Exhibition Reviews | Visual Arts

Jennifer Worsley: The Artist’s Eye

jennifer worsley at chroma

On Friday March 7th, Sugar House’s Chroma Gallery opened a new exhibit featuring the work of many talented Utah artists, including Salt Lake’s Jennifer Worsley . In their front gallery, Chroma has introduced a couple of new names, including abstract painter Linnie Brown, from Lehi, and sculptor Colby Brewer from Provo.

In their rear gallery Chroma has staged the first substantial exhibition of Salt Lake City artist Jennifer Worsley.  Worsley was raised in Salt Lake and has been living here for a few years after having studied art on the east coast. Chroma’s exhibit of her work entitled River Paintings features three oil paintings and over fifteen pastels all showing scenes of rocks and running rivers.  The works are displayed together in one room, allowing the repetition of the images to play on the viewer’s consciousness.

Worsley’s touch is light and her attention to detail subtle and alluring.  The interplay of light and shadow created by tree filtered sunlight on the rocks and river is so subtle that one must remain with the works for a time before it becomes fully evident which  portions are lit and which are not.
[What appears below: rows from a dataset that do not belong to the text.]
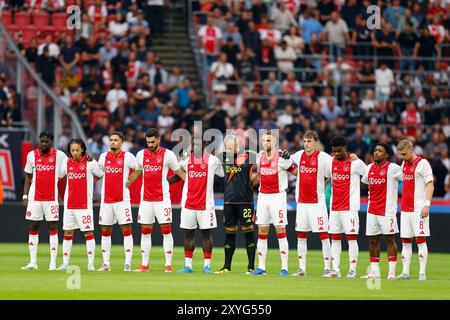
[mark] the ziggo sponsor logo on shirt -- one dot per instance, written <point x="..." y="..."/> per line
<point x="148" y="168"/>
<point x="268" y="171"/>
<point x="337" y="176"/>
<point x="43" y="167"/>
<point x="304" y="169"/>
<point x="377" y="181"/>
<point x="193" y="174"/>
<point x="75" y="176"/>
<point x="113" y="170"/>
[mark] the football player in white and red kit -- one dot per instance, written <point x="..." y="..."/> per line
<point x="40" y="196"/>
<point x="115" y="204"/>
<point x="271" y="206"/>
<point x="345" y="202"/>
<point x="154" y="163"/>
<point x="78" y="213"/>
<point x="382" y="177"/>
<point x="197" y="202"/>
<point x="417" y="192"/>
<point x="313" y="166"/>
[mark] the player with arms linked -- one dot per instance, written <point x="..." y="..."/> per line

Worsley’s astute eye has found a seemingly endless source of material in one simple spot, overlooked by many artists who travel many miles south or into the canyons to discover their material.  All the works come from painting sessions Worsley has done over the past two years in Sugarhouse Park, a location she says gives her a unique opportunity to study light on the rocks and water because the stream does not run inside a deep gorge and runs a generally east-west direction.

worsley


In the rushing water of this city stream she reveals a complete palette of colors — mauves and greens in the deep pools, vibrant blues and whites racing across the surface of the water, and a range of umbers and oranges in the rocks. And beneath this mad scratching of hues is the warm red/pink tones of the paper Worsley prepares herself and allows to peak through in many sections.

The three paintings in this exhibit are a sort of return for Worsley.  She had spent much of her art education (in New York and Boston) working with oils, while studying the figure.  Her interest in landscape led her to  work in the transportable medium of pastel, for which she is most well-known in Utah.  For this exhibit, however, Worsley decided to return to oils, developing some of her smaller pastel studies into larger oils.
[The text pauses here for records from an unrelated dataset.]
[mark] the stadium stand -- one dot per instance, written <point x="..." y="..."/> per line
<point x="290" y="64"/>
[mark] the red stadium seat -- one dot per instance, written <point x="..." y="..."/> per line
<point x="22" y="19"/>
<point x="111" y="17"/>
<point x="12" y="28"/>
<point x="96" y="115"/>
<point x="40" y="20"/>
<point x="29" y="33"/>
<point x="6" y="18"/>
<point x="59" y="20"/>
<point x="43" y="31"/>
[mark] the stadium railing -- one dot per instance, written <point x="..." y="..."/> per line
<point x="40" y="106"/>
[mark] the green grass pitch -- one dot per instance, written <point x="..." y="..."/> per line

I think, however, that the pastels remain her strongest work.  For such a young hand she already seems a master of her medium. The variety of her pastel techniques makes the works flow between drawing and painting, utilizing the full effect of the medium.  The pastel may be brushed in in large smooth areas, or scraped across on a fine point to accentuate the roll of the water.
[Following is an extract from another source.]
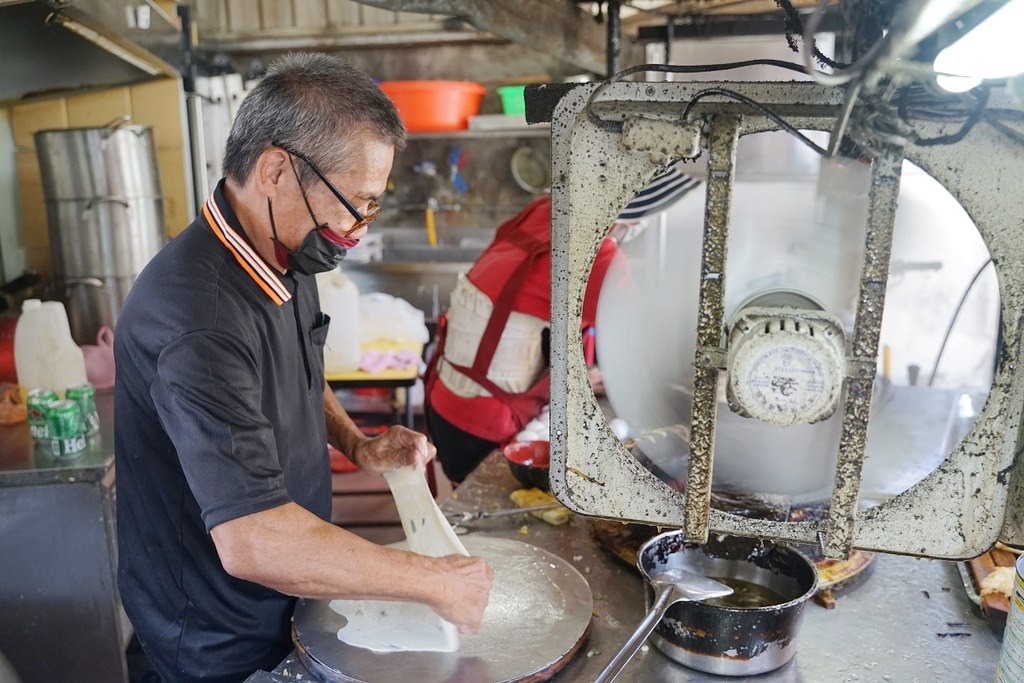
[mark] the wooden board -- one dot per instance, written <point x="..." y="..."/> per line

The paintings do not seem as confident, the surfaces are not as well worked and the subtle traces which are so alluring in the pastels seems to be lacking.  The smaller size of the pastels also seems to be more appropriate to the intimate selections she is making.

Grouped together, the individual works become one larger work.  The repetition of the same motif risks overcrowding the viewer, but manages, instead, to force the viewer to take the individually cropped scenes more seriously. The viewer is invited to see the differences — in light, in color in composition. Worsley asks the viewer to do what she has done, to become intimate with the subject and see its many facets. You can never swim in the same river twice and Worsley won’t let you. She shows you first this scene, then another.  First this light, then another. Like Monet’s many series, Worsley shows one that light is the subject, and one which changes from season to season and from hour to hour.

“River Paintings” will be on display at Chroma through April 7th.  Upcoming exhibitions for Worsley include participation in the Utah Arts Festival and a group show at the Horne Fine Art gallery.